Appeals of denials of access to DEA records are adjudicated by the Justice Department's Office of Information and Privacy. Bordley works with OIP when questions arise about FOIA interpretations. Then, if a DEA request proceeds to litigation, he serves as DEA's contact person with the U.S. Attorney's Office. He prepares litigation reports, Vaughn declarations and sometimes litigation briefs defending DEA's FOIA actions.
Bordley, who is blind, notes that because FOIA work is by its very nature quite document-intensive, it can be a difficult area of the law for a nonsighted person. But he works extremely well with a reader and with the people around him to gain a quick understanding of the information that he deals with every day.

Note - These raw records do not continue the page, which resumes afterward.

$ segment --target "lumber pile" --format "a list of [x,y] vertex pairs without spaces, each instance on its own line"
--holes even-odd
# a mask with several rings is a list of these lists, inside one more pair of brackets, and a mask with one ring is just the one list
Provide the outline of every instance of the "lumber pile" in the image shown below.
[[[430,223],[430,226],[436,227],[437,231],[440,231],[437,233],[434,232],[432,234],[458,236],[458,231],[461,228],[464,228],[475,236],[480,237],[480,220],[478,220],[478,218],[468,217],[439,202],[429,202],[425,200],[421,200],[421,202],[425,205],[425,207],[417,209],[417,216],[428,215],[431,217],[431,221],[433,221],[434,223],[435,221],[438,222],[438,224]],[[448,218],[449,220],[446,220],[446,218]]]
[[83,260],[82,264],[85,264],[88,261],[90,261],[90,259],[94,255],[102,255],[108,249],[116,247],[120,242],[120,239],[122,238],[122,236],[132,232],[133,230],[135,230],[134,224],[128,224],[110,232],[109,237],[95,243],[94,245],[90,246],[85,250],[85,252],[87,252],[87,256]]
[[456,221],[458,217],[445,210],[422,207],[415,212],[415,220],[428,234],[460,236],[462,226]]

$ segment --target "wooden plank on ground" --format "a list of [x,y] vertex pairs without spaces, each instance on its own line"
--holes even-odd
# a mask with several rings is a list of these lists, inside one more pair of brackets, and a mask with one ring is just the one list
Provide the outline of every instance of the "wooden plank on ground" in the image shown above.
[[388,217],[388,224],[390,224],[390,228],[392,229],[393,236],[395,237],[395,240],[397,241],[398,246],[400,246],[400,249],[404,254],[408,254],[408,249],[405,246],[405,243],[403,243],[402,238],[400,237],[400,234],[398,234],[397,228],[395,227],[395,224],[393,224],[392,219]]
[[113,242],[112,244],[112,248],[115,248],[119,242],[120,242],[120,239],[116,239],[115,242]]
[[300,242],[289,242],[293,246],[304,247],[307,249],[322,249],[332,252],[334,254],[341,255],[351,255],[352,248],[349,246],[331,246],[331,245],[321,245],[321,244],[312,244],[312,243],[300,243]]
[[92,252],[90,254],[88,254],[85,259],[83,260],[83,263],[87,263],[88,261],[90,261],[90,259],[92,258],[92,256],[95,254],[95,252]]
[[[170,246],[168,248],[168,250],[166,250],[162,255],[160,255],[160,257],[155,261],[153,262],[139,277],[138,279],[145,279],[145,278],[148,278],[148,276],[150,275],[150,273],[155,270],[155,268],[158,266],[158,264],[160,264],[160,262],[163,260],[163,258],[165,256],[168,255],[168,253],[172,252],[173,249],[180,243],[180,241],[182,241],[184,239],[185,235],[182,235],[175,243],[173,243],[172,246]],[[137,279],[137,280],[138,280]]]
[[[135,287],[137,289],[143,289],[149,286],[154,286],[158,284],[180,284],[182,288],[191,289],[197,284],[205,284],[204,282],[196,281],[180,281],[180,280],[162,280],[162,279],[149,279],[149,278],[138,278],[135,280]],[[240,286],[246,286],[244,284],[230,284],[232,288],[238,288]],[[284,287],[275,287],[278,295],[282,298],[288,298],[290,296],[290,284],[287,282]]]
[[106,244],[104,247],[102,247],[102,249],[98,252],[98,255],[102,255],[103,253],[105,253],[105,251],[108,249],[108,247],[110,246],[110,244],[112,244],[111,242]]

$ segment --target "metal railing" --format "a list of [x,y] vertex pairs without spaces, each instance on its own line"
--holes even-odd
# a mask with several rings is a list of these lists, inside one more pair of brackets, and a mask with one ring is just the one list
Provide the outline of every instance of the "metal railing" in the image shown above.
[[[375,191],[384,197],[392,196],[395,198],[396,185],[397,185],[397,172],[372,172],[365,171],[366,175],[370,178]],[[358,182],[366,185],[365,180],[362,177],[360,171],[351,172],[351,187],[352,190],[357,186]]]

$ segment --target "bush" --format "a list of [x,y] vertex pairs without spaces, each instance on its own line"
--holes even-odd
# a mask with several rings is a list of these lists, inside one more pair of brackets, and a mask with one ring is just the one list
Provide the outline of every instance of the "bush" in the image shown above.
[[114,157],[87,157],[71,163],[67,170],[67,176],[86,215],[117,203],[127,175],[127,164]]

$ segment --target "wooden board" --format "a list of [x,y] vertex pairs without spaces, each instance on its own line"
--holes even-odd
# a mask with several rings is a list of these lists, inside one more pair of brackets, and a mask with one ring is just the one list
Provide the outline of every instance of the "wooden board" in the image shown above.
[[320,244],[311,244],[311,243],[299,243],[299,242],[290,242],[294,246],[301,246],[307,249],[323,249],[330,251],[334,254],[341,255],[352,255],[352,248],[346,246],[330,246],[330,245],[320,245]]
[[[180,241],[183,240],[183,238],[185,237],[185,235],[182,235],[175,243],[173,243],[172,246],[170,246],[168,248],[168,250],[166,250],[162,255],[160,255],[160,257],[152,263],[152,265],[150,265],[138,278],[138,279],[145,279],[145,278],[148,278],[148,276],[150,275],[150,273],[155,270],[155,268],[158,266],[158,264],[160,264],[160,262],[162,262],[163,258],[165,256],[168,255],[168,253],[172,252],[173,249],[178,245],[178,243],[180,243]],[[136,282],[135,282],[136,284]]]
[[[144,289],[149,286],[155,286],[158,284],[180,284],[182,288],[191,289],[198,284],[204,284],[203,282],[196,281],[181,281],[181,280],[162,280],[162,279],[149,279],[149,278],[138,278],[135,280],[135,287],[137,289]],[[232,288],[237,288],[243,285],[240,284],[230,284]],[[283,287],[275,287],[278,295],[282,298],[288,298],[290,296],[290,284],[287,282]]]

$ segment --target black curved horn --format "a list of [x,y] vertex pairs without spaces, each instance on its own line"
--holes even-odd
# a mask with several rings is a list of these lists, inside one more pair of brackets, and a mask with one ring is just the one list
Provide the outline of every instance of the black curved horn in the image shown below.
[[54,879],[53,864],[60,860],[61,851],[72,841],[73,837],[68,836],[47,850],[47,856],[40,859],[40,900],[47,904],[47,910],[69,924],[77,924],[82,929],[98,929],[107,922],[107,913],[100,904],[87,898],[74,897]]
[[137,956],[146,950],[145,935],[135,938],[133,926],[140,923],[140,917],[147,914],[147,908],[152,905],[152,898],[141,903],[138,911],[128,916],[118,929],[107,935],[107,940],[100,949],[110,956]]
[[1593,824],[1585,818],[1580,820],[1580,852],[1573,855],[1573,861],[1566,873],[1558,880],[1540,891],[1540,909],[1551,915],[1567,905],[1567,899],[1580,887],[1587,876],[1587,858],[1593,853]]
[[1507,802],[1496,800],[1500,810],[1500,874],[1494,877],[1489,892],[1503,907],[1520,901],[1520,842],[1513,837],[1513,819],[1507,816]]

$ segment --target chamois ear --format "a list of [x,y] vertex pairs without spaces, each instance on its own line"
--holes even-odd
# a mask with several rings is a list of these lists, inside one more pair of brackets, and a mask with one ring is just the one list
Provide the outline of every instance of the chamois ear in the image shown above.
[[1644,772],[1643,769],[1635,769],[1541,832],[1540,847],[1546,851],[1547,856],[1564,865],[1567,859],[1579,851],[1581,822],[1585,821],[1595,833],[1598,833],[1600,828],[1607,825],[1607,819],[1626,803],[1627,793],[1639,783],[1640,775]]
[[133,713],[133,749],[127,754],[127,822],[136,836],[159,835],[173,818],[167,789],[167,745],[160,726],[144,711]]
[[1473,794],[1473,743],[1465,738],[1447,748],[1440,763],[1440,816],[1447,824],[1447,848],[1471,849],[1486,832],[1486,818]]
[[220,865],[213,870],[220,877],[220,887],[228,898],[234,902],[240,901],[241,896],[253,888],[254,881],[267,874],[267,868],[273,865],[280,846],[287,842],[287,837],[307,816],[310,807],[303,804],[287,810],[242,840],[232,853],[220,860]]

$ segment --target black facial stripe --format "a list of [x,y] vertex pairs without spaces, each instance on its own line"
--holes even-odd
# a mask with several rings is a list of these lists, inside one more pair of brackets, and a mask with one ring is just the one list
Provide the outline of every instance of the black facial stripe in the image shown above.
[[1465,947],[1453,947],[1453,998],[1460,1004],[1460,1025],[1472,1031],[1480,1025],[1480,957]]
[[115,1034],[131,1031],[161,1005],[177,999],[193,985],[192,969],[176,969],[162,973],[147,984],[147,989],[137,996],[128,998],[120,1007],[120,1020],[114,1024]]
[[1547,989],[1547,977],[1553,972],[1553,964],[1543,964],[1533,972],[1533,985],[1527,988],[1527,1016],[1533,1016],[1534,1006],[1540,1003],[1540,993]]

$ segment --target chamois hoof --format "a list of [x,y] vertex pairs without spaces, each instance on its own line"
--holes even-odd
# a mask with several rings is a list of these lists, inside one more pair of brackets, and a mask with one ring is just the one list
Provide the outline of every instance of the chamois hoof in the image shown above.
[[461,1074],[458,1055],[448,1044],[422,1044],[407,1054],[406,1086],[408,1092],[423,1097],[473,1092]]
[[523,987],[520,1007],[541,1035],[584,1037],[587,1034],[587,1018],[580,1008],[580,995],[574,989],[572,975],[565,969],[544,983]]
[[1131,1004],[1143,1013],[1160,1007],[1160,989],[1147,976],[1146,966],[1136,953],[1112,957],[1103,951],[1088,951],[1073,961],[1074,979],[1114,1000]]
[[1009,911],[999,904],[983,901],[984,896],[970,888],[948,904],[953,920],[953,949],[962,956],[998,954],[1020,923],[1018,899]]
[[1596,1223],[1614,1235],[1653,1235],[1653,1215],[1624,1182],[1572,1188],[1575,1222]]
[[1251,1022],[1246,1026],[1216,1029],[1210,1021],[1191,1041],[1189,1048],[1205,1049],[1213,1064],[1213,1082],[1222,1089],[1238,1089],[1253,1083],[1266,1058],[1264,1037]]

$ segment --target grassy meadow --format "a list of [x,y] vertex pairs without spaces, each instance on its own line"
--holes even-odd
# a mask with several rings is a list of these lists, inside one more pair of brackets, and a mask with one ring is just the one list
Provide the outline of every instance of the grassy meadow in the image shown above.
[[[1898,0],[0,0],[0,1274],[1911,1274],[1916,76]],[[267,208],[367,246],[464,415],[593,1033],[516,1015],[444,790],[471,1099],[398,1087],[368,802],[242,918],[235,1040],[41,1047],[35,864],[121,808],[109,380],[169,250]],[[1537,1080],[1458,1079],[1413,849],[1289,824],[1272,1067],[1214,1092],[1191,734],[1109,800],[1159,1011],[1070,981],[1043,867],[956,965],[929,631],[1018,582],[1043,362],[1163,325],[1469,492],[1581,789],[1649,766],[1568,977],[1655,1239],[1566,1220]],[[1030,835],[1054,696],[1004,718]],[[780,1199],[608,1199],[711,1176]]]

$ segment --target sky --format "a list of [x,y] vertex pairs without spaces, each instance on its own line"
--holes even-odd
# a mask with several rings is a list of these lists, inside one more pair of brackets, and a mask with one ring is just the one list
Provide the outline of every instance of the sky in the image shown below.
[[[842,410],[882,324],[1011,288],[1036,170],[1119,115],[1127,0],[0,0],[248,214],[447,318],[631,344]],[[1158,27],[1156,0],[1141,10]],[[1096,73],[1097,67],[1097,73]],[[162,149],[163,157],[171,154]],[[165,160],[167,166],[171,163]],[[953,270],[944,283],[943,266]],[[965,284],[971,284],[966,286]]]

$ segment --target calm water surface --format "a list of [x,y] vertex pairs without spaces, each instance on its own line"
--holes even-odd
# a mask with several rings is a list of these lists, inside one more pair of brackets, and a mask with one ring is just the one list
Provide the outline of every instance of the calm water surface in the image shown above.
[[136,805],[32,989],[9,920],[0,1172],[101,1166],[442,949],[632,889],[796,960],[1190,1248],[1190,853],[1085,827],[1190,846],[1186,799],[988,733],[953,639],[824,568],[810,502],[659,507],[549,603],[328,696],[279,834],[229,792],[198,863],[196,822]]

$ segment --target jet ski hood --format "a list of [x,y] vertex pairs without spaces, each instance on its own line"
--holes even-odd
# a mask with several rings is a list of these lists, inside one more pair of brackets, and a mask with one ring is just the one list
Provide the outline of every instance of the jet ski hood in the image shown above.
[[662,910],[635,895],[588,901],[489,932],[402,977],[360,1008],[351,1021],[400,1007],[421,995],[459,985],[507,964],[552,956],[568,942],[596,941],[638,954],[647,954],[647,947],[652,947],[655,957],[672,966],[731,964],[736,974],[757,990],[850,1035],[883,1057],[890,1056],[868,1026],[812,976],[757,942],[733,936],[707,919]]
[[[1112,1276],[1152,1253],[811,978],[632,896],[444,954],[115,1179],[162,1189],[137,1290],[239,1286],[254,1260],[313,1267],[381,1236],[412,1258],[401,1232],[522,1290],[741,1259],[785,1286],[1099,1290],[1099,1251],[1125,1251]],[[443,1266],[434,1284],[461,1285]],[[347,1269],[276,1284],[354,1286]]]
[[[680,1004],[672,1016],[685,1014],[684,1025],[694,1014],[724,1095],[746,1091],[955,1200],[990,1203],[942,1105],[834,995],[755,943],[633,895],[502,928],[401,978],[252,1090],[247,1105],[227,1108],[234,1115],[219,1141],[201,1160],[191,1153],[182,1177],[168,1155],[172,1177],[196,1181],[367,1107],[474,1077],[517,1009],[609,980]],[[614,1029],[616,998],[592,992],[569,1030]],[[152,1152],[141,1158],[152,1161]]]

In fact, Bordley has developed such a firm grasp of DEA's records and their relation to FOIA exemptions that he is able to provide very sound legal advice to DEA's FOIA processors on matters of both FOIA interpretation and administration. He also is particularly adept at working with a word processor, with which he efficiently produces many of DEA's Vaughn declarations.
Bordley grew up in Dover, Delaware. He received a B.A. in Romance Languages from Harvard University in 1979 and a J.D. from Harvard Law School in 1982. After graduation, he clerked briefly for a federal judge in Massachusetts and then joined the library staff of the Justice Department in Washington, D.C., where he managed its Sensory Assistance Center, a training and research unit for blind attorneys throughout the federal government. He also tested voice synthesizers and computer equipment for the visually impaired.
In 1986, Bordley went to DEA on a detail to work in the area of drug-use deterrence. After some FOIA involvement, though, he transferred to a position as an attorney-advisor in DEA's FOIA Section and his responsibilities have grown ever since. He now regularly works on policy issues, serves as an instructor in FOIA-training programs and has become DEA's Privacy Act Coordinator.
"I enjoy litigation and policy development," Bordley says. "I could do FOIA work for five more years and the nuances would still be interesting. I'm just beginning to fully understand the interface of the FOIA and the Privacy Act. After all," he concludes, "Congress probably hasn't yet finished its work with either of these two laws."